Purpose: Endometrial cancer (EC) is the most common gynecologic cancer in the United States with rising incidence and mortality. Despite optimal treatment, 15%-20% of all patients will recur. To better select patients for adjuvant therapy, it is important to accurately predict patients at risk for recurrence. Our objective was to train, validate, and test models of EC recurrence using lasso regression and other machine learning (ML) and deep learning (DL) analytics in a large, comprehensive data set.

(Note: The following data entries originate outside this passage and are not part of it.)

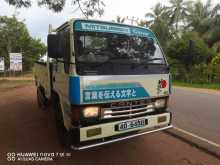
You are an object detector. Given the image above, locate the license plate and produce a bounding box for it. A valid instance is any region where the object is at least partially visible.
[116,119,147,131]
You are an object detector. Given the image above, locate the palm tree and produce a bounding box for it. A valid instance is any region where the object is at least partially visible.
[142,3,172,47]
[187,0,220,47]
[167,0,192,32]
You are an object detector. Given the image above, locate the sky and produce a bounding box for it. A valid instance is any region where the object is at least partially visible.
[0,0,219,43]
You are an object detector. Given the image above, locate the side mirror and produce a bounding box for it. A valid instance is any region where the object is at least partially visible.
[47,34,62,58]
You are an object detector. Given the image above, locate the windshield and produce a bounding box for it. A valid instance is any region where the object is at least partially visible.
[75,20,166,74]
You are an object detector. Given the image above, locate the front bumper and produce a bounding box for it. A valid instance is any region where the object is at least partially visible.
[71,112,172,150]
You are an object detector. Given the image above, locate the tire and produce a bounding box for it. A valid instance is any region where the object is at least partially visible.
[37,87,48,110]
[52,94,71,149]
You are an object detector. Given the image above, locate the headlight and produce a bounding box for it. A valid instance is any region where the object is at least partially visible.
[154,99,166,108]
[83,107,99,118]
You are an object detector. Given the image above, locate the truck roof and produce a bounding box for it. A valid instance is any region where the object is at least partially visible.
[55,18,152,32]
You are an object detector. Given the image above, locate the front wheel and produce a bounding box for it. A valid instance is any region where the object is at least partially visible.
[52,93,71,148]
[37,87,48,110]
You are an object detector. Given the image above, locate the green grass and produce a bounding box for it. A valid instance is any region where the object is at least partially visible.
[0,79,34,90]
[173,81,220,90]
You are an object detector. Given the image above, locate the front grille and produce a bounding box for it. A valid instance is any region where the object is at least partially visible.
[101,103,154,119]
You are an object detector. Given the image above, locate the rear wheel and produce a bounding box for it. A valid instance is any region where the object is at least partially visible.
[52,94,71,148]
[37,87,48,110]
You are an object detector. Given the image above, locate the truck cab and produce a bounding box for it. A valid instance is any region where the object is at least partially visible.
[35,19,172,149]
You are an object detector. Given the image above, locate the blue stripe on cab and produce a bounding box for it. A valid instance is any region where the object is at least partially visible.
[69,76,80,105]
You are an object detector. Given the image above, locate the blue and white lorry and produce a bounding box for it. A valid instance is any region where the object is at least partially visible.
[35,19,172,150]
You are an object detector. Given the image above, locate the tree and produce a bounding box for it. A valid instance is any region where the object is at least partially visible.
[142,3,173,49]
[116,16,125,23]
[5,0,105,18]
[167,0,192,33]
[0,16,46,70]
[187,0,220,47]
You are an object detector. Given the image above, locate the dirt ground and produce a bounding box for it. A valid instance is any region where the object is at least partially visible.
[0,85,220,165]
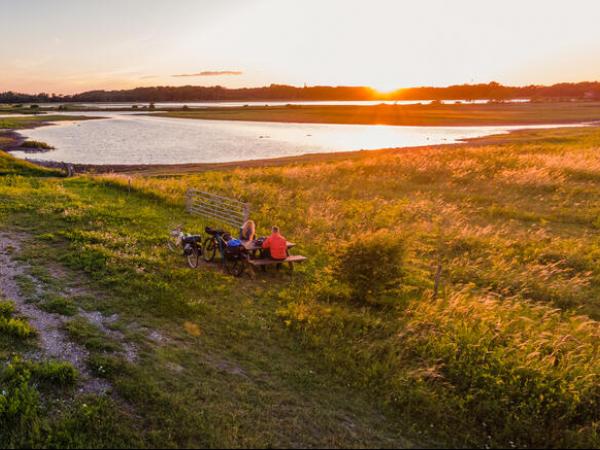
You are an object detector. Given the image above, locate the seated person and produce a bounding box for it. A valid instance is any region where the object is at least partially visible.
[262,227,288,260]
[240,220,256,241]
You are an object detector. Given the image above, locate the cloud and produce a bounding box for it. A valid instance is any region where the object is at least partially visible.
[172,70,242,77]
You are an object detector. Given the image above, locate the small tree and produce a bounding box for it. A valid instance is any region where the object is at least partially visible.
[335,231,405,303]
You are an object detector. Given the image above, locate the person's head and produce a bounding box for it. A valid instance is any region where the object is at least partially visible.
[242,220,256,240]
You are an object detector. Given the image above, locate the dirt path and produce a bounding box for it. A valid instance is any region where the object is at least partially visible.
[0,232,111,394]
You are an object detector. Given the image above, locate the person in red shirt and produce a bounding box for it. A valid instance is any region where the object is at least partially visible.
[262,227,287,260]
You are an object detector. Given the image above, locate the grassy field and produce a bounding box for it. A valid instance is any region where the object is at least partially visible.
[0,125,600,448]
[154,102,600,126]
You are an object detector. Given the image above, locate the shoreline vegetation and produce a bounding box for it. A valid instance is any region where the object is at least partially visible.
[0,114,96,153]
[0,119,600,448]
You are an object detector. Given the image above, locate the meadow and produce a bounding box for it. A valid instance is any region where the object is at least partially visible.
[0,125,600,448]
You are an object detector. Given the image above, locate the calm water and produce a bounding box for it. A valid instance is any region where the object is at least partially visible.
[9,113,580,164]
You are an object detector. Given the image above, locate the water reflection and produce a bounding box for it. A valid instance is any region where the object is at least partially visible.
[9,113,580,164]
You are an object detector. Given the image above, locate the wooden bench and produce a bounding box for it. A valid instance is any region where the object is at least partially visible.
[248,255,308,269]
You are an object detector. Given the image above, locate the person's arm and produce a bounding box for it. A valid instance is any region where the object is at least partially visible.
[263,236,271,248]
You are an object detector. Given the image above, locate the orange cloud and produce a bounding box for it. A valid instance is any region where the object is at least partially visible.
[172,70,242,77]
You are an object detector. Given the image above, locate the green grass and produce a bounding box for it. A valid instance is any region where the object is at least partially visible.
[158,102,600,126]
[0,114,94,130]
[0,128,600,447]
[20,140,54,151]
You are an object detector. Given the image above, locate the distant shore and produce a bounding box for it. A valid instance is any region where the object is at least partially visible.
[152,102,600,127]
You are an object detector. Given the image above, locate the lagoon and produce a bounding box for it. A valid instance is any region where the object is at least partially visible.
[13,112,580,165]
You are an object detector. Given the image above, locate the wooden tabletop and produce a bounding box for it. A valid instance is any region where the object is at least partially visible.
[242,241,296,252]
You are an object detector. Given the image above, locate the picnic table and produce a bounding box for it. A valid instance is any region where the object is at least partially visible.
[242,241,307,270]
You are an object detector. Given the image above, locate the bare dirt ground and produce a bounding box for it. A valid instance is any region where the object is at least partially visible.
[0,232,137,394]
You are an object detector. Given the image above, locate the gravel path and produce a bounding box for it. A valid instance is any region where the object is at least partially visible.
[0,232,111,394]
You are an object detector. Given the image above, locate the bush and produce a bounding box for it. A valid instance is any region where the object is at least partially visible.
[0,358,41,448]
[391,293,600,448]
[0,300,15,318]
[334,231,405,303]
[0,317,35,338]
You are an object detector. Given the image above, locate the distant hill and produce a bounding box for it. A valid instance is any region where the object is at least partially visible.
[0,82,600,103]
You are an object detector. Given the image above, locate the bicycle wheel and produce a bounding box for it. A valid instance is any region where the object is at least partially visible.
[225,258,246,277]
[187,246,200,269]
[167,238,179,253]
[202,237,219,262]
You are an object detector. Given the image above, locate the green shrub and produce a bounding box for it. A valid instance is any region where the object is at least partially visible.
[334,231,405,303]
[391,293,600,448]
[0,363,41,448]
[0,317,35,338]
[0,300,15,318]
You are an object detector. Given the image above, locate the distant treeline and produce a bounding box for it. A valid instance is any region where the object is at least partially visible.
[0,82,600,103]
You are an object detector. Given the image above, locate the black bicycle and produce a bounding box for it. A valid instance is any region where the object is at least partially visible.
[167,226,202,269]
[202,227,248,277]
[202,227,231,262]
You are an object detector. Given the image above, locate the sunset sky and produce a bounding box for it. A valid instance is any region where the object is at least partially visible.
[0,0,600,94]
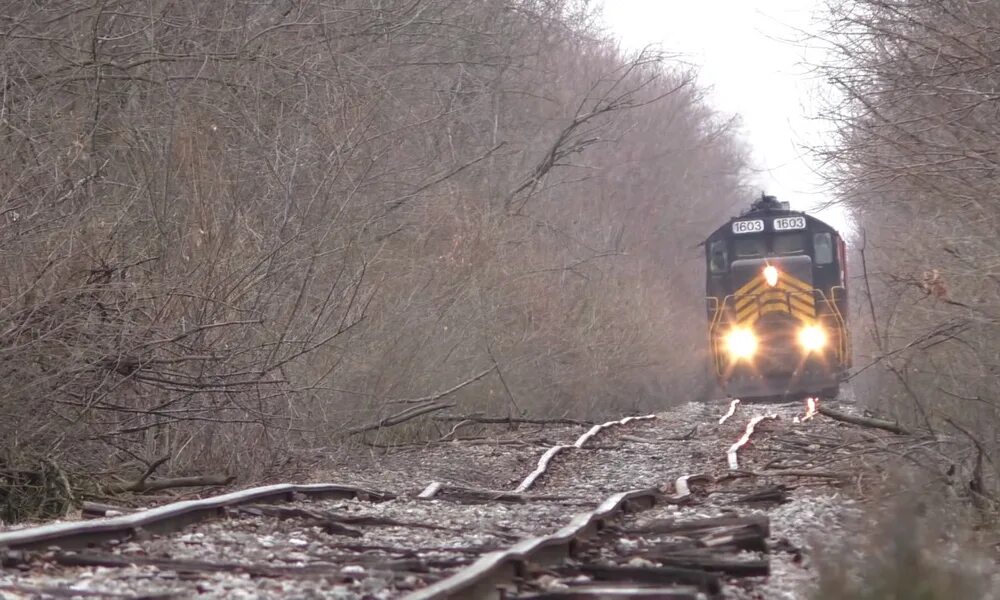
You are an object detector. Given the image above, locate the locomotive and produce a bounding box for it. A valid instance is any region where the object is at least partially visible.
[704,195,851,400]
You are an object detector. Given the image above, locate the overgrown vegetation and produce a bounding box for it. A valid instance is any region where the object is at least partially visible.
[0,0,745,516]
[819,0,1000,599]
[813,488,994,600]
[826,0,1000,500]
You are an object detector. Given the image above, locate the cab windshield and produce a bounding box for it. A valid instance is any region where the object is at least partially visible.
[733,237,767,258]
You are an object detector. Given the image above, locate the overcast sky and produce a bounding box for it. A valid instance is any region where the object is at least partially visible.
[602,0,844,228]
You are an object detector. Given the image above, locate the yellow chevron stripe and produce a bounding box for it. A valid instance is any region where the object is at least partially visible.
[734,282,815,312]
[736,290,816,323]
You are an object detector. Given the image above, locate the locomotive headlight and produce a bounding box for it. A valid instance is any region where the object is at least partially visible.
[799,325,827,352]
[764,265,778,287]
[726,327,757,360]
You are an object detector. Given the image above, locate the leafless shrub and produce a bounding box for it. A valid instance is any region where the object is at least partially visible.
[826,0,1000,494]
[0,0,744,516]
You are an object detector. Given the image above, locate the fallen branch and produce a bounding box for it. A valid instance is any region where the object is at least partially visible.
[106,475,236,494]
[819,405,912,435]
[387,367,496,404]
[347,403,455,435]
[432,415,594,426]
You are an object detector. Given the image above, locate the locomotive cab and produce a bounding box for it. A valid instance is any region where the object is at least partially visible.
[705,196,850,399]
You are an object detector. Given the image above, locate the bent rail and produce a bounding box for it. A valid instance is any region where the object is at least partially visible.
[0,483,393,552]
[404,488,661,600]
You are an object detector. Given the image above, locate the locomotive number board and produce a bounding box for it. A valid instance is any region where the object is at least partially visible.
[733,219,764,233]
[774,217,806,231]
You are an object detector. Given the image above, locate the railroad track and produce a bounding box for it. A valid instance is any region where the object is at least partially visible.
[0,404,908,600]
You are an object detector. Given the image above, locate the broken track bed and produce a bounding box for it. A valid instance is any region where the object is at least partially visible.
[0,403,936,600]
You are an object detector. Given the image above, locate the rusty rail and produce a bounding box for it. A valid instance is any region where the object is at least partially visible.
[404,488,661,600]
[0,483,393,553]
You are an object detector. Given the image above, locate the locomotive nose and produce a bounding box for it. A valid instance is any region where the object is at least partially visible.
[755,312,801,375]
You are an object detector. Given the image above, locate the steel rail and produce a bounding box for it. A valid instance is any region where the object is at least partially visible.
[0,483,393,554]
[403,488,661,600]
[514,415,656,493]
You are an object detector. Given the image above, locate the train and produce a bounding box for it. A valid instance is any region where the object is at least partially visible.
[704,194,851,401]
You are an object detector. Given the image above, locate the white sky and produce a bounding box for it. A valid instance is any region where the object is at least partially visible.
[600,0,847,229]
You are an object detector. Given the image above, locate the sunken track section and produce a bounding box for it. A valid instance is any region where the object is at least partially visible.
[0,417,672,599]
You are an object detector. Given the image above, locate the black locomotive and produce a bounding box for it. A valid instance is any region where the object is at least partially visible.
[705,196,851,399]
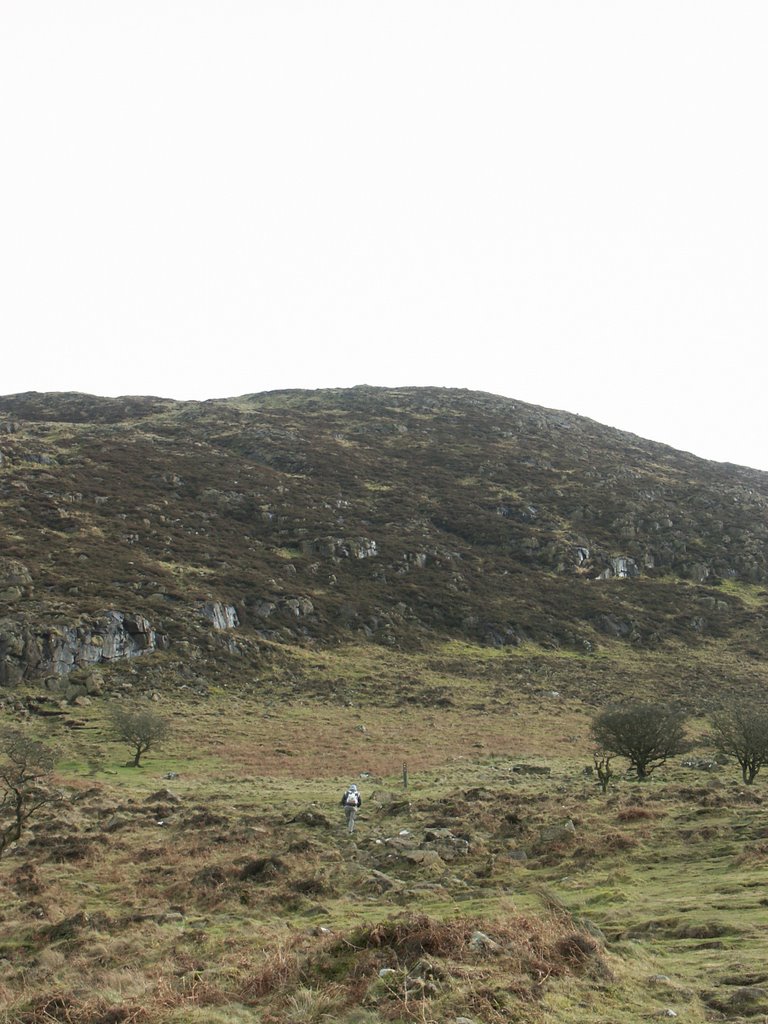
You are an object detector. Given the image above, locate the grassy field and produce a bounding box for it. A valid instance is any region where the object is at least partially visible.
[0,644,768,1024]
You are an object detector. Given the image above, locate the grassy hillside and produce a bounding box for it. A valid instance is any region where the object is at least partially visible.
[0,645,768,1024]
[0,388,768,1024]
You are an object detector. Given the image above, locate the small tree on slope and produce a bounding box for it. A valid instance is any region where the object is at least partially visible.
[0,729,54,856]
[592,703,685,780]
[712,705,768,785]
[112,708,169,768]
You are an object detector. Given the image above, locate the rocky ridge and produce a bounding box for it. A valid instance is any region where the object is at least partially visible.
[0,387,768,685]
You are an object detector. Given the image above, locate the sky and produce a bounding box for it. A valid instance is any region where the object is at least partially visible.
[0,0,768,470]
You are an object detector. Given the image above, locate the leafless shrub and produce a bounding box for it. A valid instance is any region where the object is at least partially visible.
[712,703,768,785]
[592,703,685,780]
[0,729,54,856]
[111,708,169,768]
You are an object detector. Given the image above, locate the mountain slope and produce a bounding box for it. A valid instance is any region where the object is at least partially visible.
[0,387,768,682]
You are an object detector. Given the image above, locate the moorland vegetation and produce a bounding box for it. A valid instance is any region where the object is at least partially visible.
[0,388,768,1024]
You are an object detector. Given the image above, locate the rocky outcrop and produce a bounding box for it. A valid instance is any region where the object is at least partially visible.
[0,611,168,685]
[201,601,240,630]
[301,537,379,559]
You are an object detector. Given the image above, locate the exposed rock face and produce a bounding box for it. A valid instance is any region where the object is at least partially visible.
[0,387,768,655]
[0,611,168,685]
[301,537,379,559]
[597,555,640,580]
[202,601,240,630]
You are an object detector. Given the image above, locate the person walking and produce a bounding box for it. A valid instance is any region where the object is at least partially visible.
[341,782,362,834]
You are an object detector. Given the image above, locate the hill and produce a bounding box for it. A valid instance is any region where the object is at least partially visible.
[0,388,768,1024]
[0,387,768,704]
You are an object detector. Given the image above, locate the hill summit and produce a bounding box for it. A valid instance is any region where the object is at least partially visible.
[0,386,768,685]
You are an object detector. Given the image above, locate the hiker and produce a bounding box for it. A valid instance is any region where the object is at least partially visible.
[341,782,362,833]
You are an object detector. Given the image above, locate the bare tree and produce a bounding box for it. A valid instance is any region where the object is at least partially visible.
[712,703,768,785]
[0,729,55,856]
[112,708,169,768]
[592,703,685,780]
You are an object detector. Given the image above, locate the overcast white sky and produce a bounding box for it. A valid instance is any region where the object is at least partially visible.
[0,0,768,470]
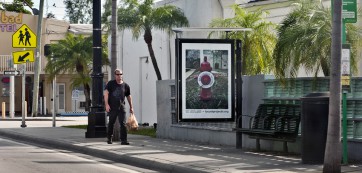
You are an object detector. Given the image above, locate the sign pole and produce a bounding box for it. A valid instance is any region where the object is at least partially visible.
[9,64,17,118]
[20,64,26,128]
[52,54,57,127]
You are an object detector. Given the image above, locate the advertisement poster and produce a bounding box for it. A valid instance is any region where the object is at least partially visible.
[179,39,234,121]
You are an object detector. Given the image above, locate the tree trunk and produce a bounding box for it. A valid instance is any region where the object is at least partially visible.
[143,29,162,80]
[109,0,123,141]
[323,0,342,173]
[83,84,91,112]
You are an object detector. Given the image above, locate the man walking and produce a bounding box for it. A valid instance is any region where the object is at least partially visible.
[104,69,133,145]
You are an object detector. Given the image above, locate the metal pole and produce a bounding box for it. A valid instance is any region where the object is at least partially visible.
[9,64,17,118]
[52,69,57,127]
[20,64,26,128]
[342,19,351,165]
[85,0,106,138]
[31,0,44,117]
[232,40,243,148]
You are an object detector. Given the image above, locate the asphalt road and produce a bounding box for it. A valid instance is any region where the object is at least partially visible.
[0,138,155,173]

Methods: Data from patients with EC were downloaded from the Oncology Research Information Exchange Network database and stratified into low risk, The International Federation of Gynecology and Obstetrics (FIGO) grade 1 and 2, stage I (N = 329); high risk, or FIGO grade 3 or stages II, III, IV (N = 324); and nonendometrioid histology (N = 239) groups. Clinical, pathologic, genomic, and genetic data were used for the analysis. Genomic data included microRNA, long noncoding RNA, isoforms, and pseudogene expressions. Genetic variation included single-nucleotide variation (SNV) and copy-number variation (CNV). In the discovery phase, we selected variables informative for recurrence (P < .05), using univariate analyses of variance. Then, we trained, validated, and tested multivariate models using selected variables and lasso regression, MATLAB (ML), and TensorFlow (DL).
Results: Recurrence clinic models for low-risk, high-risk, and high-risk nonendometrioid histology had AUCs of 56%, 70%, and 65%, respectively. For training, we selected models with AUC >80%: five for the low-risk group, 20 models for the high-risk group, and 20 for the nonendometrioid group. The two best low-risk models included clinical data and CNVs. For the high-risk group, three of the five best-performing models included pseudogene expression. For the nonendometrioid group, pseudogene expression and SNV were overrepresented in the best models.
Conclusion: Prediction models of EC recurrence built with ML and DL analytics had better performance than models with clinical and pathologic data alone. Prospective validation is required to determine clinical utility.